Probably not Boeing!

El Bunto
14th Oct 2016, 12:20
Well it did take Airbus about 15 years to cotton-on to the correct market segment. Flight International, 1967: [quote] Some soothsayers contend that the biggest market is not for jumbo airbuses, but for 180-200-seat aircraft like the Two-Eleven, and that Europe ought not to leave this market to the Boeing 727-200 and its derivatives. They say that the airlines may buy 1,000 or more 200-seaters between now and 1980. [\quote]

Allan Lupton
14th Oct 2016, 12:23
Nor the UK government of the day which left Hawker Siddeley to go it alone as the British partner.
The market research people were only looking at A300-sized aeroplanes in those days and would also have been surprised that (a) Airbus would enter the narrow-body market and (b) that when they did, it became the success it is.

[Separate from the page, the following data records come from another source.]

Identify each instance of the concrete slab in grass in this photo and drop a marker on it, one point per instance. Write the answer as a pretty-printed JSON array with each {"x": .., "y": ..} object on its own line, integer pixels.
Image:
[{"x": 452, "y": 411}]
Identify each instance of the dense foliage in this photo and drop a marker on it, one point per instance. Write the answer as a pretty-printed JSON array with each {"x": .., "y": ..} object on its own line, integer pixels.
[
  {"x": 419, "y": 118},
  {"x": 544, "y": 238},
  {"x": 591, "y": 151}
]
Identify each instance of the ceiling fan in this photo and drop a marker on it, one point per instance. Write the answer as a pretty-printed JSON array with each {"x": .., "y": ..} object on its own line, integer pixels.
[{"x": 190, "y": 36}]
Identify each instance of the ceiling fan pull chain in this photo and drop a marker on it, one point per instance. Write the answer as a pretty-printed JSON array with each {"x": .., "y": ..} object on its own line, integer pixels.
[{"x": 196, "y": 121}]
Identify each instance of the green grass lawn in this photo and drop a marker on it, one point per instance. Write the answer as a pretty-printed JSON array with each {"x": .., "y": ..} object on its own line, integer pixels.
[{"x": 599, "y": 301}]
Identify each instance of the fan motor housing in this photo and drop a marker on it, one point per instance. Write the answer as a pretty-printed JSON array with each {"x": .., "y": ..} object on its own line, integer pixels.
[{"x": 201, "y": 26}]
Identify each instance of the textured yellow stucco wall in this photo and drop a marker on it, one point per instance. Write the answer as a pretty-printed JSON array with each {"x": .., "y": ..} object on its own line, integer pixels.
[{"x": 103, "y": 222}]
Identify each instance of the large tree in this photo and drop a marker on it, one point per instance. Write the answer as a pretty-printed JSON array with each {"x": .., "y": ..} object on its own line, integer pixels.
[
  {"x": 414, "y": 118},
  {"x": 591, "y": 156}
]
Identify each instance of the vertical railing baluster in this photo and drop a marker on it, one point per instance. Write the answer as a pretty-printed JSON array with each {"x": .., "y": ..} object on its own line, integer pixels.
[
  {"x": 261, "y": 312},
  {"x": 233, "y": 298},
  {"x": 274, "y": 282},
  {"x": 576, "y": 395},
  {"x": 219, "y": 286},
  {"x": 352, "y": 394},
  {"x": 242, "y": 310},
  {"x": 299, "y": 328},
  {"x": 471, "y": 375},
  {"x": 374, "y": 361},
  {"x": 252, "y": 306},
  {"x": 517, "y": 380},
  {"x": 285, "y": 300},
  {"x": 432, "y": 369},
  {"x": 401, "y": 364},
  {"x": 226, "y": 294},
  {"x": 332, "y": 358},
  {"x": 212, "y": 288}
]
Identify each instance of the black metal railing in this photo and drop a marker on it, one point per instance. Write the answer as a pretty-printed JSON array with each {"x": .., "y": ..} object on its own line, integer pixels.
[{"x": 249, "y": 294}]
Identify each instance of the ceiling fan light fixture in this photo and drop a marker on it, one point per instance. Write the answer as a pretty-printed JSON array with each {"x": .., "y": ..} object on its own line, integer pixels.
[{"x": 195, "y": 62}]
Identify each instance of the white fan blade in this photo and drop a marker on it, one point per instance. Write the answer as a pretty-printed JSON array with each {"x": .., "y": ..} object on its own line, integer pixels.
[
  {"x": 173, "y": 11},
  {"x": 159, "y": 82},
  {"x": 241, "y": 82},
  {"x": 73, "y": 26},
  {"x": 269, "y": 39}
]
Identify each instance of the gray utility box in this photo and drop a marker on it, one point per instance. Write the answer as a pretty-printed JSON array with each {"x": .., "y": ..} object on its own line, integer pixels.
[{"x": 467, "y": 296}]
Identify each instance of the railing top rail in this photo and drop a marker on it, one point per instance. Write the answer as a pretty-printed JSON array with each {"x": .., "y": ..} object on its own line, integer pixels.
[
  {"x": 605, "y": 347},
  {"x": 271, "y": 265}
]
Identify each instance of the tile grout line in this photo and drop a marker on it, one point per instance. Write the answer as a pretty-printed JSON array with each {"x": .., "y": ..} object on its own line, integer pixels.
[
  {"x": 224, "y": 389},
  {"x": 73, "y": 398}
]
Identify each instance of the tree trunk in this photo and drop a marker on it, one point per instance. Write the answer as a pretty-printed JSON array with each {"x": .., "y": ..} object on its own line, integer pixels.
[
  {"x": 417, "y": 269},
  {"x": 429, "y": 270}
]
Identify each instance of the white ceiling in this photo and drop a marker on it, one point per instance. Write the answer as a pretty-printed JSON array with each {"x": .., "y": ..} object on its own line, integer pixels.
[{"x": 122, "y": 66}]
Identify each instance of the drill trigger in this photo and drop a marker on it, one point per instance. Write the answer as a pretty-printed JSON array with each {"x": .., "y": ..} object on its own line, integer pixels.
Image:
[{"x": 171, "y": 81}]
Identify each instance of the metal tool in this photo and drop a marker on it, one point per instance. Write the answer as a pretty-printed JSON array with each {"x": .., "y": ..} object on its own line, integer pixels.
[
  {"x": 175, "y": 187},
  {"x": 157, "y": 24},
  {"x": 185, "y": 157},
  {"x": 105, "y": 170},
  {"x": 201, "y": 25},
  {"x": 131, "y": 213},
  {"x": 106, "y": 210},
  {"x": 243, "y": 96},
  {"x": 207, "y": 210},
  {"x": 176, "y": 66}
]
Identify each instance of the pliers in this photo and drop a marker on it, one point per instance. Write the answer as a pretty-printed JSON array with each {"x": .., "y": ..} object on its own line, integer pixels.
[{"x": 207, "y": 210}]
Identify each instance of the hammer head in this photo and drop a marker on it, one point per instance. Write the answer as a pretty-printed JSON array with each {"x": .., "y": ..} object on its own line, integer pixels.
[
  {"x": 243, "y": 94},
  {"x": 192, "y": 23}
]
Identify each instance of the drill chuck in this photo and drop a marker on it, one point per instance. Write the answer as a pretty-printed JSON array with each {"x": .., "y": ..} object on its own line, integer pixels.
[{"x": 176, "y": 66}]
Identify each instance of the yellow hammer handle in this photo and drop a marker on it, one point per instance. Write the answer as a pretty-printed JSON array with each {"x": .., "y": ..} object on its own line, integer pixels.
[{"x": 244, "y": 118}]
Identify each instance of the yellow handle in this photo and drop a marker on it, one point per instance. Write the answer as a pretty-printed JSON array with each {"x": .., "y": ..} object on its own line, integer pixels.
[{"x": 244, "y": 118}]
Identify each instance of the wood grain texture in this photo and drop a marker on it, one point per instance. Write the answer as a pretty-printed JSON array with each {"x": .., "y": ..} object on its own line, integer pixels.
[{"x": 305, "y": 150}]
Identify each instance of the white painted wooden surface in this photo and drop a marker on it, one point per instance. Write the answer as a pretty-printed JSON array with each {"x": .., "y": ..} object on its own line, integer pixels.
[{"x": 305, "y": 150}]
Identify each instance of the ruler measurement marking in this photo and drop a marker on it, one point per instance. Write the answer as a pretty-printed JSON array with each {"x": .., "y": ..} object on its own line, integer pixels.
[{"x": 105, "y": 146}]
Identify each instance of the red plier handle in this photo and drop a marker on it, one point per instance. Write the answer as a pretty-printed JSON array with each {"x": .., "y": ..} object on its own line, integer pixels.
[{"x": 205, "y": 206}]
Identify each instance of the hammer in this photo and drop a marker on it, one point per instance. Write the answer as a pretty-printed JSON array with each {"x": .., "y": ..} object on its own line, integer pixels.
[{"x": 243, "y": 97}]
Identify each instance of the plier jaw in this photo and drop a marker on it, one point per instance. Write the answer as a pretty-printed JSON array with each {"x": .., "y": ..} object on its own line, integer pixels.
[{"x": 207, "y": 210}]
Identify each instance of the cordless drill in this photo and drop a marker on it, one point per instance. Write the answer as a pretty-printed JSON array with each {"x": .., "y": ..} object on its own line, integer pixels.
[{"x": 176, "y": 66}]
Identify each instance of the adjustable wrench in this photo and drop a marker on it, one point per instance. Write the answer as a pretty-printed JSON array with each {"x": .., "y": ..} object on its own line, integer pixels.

ETA written before El Bunto's contribution, but anent that I can say that in 1967 Boeing and Douglas had aeroplanes in the sub-200 seat market and Douglas, Lockheed and Boeing had aeroplanes that were 350-seat plus so the gap was around 250-300 seats.

PAXboy
14th Oct 2016, 13:10
Also, from 1974, count all the manufacturers that have been bought up/folded. Then count the increasing production from Russia, China, Canada, Brazil - especially in the categrory we now know as 'RJs'.

A30yoyo
14th Oct 2016, 13:17
And more than 70% were single aisle A320 series

Rengineer
14th Oct 2016, 14:02
Nobody thought so at the time, not even the greatest optimists. It comes down to having the right aircraft at the right time - several times over - , to skilful and shrewd marketing, and to a continuous drive to be the best.
There have been great successes - like selling the A300 to Eastern - and some sad stories, as you'd expect. But most of all it was and is just hard and exceptionally professional work.

Volume
18th Oct 2016, 23:32
But most of all it was and is just hard and exceptionally professional work. Lots of it was luck. Without the oil crisis, nobody would have asked for fuel economic aircraft... And we would all fly supersonic today.